New river water tests from North Saskatchewan show more contamination after Husky oil spill

A new water sample from the North Saskatchewan River has exceeded drinking water guidelines.

Latest results show new water contamination, no plans to shut off water treatment plants again

Around 250,000 litres of oil spilled into the North Saskatchewan River in July. (Matthew Garand/CBC)

A new water sample from the North Saskatchewan River has exceeded drinking water guidelines.

The water sample, taken near Prince Albert, Sask. found Benzo(a)Pyrene, a carcinogen that can be found in everything from car exhaust to coal tar.
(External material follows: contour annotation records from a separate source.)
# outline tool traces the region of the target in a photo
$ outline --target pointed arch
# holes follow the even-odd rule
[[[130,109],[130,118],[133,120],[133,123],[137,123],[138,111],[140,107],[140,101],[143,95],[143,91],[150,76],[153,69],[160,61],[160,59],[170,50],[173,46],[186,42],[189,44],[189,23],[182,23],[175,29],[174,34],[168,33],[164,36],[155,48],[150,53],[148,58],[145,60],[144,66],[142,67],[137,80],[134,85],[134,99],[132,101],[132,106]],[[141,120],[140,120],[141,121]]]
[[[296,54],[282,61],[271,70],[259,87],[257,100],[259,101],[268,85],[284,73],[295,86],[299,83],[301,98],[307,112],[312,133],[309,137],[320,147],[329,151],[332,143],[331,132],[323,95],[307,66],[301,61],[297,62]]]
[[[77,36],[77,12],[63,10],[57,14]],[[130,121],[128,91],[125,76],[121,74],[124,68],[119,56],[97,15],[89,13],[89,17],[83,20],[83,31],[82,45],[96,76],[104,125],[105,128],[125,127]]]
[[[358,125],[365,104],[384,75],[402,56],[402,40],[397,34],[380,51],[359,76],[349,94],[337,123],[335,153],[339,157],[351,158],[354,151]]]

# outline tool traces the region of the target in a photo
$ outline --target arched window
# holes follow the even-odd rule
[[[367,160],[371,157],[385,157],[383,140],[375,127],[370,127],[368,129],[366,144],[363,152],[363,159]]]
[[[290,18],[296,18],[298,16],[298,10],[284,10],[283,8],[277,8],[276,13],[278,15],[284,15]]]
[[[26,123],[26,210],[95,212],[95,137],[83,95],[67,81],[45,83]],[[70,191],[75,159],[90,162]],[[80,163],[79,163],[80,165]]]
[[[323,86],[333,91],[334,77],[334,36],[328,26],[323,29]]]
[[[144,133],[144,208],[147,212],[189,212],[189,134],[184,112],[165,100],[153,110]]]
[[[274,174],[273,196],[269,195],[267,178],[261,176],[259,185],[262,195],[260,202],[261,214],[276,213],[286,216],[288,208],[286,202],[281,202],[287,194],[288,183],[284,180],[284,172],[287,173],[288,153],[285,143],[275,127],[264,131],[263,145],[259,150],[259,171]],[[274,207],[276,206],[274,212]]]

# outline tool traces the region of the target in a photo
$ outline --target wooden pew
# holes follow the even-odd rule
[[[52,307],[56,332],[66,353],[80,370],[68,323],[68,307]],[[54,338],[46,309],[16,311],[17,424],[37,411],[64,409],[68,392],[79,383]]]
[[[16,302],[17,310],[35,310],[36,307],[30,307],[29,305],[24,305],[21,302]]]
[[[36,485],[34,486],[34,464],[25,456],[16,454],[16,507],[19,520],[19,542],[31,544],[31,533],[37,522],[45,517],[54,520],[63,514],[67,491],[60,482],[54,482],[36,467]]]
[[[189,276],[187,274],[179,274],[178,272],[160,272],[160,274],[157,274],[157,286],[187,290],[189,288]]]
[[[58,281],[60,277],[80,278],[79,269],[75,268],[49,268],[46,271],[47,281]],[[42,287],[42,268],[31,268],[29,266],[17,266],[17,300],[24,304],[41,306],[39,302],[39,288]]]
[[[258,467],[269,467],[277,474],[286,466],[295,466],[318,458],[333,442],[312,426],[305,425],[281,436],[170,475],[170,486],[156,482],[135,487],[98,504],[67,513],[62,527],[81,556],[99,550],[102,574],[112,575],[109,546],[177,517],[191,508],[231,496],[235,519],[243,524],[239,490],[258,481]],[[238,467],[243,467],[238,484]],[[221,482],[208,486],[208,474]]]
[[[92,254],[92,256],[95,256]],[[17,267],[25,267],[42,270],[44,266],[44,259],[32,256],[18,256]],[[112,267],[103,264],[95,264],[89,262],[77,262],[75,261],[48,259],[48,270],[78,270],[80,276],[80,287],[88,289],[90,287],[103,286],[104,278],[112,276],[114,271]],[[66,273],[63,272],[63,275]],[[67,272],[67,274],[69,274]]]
The last time a water sample exceeded guidelines was in August. Only two samples have exceeded the drinking water guidelines since testing began. 

In July, a Husky Energy pipeline near Maidstone leaked up to 250,000 litres of oil into the river.  Since then, a working group has been trying to remove the oil from the water as well as contaminated silt from the riverbanks. As of last week, the province estimated 88 per cent of the oil had been cleaned up.

Last week, the Water Security Agency (WSA) gave North Battleford and Prince Albert permission to start drawing drinking water from the North Saskatchewan River once again. 

However, the WSA said the new contaminated water test will not impact plans to get the plants up and running again.

"(The oil) is attaching to sediments," said agency spokesperson Patrick Boyle. "So, the water treatment plant can efficiently remove the oil because it's attaching to the sediments and essentially doing what the plant is designed to do." 

More results

The tests also showed two new samples that exceeded aquatic life guidelines, bringing the number to 22.

As well, 28 more samples of sediment were found to exceed guidelines. Those guidelines are meant to protect organisms that live on the bottom of the river, and are an integral part of the aquatic food chain.

Ultimately, the results aren't shocking to the agency.

"I don't think anything we've seen here is a surprise to us right now based on the testing that we've seen so far," said Boyle. "It's something that we're continuing to watch."

The previous time the province issued a water report was September 9, 2016. The next tests are scheduled for late September/early October.